我正在尝试纠正迭代列表中每个项目的代码,以将所有匹配的项目替换为相同的项目。目前,仅替换第一个实例。它适用于刽子手风格的游戏。这是我的代码:
if guess in self.word:
print(f"Good guess! {guess} is in the word.")
guessed = True
for g in self.word:
if g == guess:
guess_index = self.word.find(guess)
self.word_guessed[guess_index] = guess
self.num_letters -= 1
print(f"Your progress so far: {self.word_guessed}.")
else:
self.num_lives -= 1
print(f"Sorry. {guess} is not in the word.
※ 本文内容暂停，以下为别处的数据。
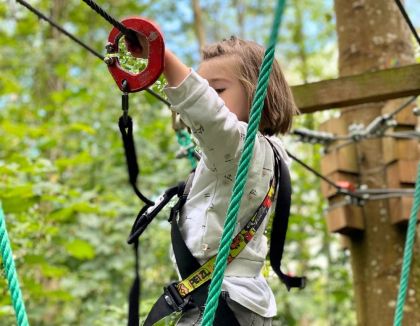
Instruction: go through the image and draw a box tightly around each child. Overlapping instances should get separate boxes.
[128,36,298,326]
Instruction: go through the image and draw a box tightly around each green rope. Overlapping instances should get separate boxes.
[176,129,197,169]
[0,205,29,326]
[202,0,285,326]
[394,163,420,326]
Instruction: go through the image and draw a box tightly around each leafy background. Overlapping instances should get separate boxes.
[0,0,413,325]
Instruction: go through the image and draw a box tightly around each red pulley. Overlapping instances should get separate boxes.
[105,17,165,93]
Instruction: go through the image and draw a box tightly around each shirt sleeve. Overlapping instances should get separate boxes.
[165,70,247,173]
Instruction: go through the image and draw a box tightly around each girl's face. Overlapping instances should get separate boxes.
[198,56,249,122]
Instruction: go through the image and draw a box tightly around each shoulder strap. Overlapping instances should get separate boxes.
[267,139,306,291]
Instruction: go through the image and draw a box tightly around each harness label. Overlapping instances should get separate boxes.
[176,178,276,297]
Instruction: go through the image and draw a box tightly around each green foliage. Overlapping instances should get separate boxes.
[0,0,354,325]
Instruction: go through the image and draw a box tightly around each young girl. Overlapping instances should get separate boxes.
[130,33,298,326]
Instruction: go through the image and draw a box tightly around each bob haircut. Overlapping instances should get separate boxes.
[202,36,299,136]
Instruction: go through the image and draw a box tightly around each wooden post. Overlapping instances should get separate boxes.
[335,0,420,326]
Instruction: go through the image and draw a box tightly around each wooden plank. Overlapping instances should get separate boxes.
[292,64,420,113]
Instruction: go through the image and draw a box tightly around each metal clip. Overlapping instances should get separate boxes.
[163,282,190,311]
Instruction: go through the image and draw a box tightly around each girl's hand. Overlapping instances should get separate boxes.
[124,32,149,59]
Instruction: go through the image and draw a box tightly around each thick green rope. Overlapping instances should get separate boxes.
[202,0,285,326]
[394,163,420,326]
[0,204,29,326]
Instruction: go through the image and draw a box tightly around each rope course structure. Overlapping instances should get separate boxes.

Try again.")
print(f"You have {self.num_lives} lives left.")
print(f"Your progress so far: {self.word_guessed}.")
有什么想法可以确保每个实例都被替换。我想我需要某种形式的 while 循环,但不确定条件应该是什么。
我尝试了不同的 while 循环,但找不到一个可以工作的。如果被猜的词是 apple,我最终会得到 [a,p,_,l,e]
要替换单词中猜测的字母的所有实例,您不需要 while 循环。您可以继续使用 for 循环,但需要调整更新 word_guessed 列表的方式。
目前,您正在查找第一次出现的猜测字母的索引并替换它,但您需要查找所有出现的字母并替换它们。 试试这个:
class HangmanGame:
def __init__(self, word):
self.word = word
self.word_guessed = ['_' for _ in word]
self.num_letters = len(word)
self.num_lives = 6
def guess_letter(self, guess):
if guess in self.word:
print(f"Good guess! {guess} is in the word.")
guessed = True
for i in range(len(self.word)):
if self.word[i] == guess:
self.word_guessed[i] = guess
self.num_letters -= 1
print(f"Your progress so far: {' '.join(self.word_guessed)}.")
else:
self.num_lives -= 1
print(f"Sorry. {guess} is not in the word. Try again.")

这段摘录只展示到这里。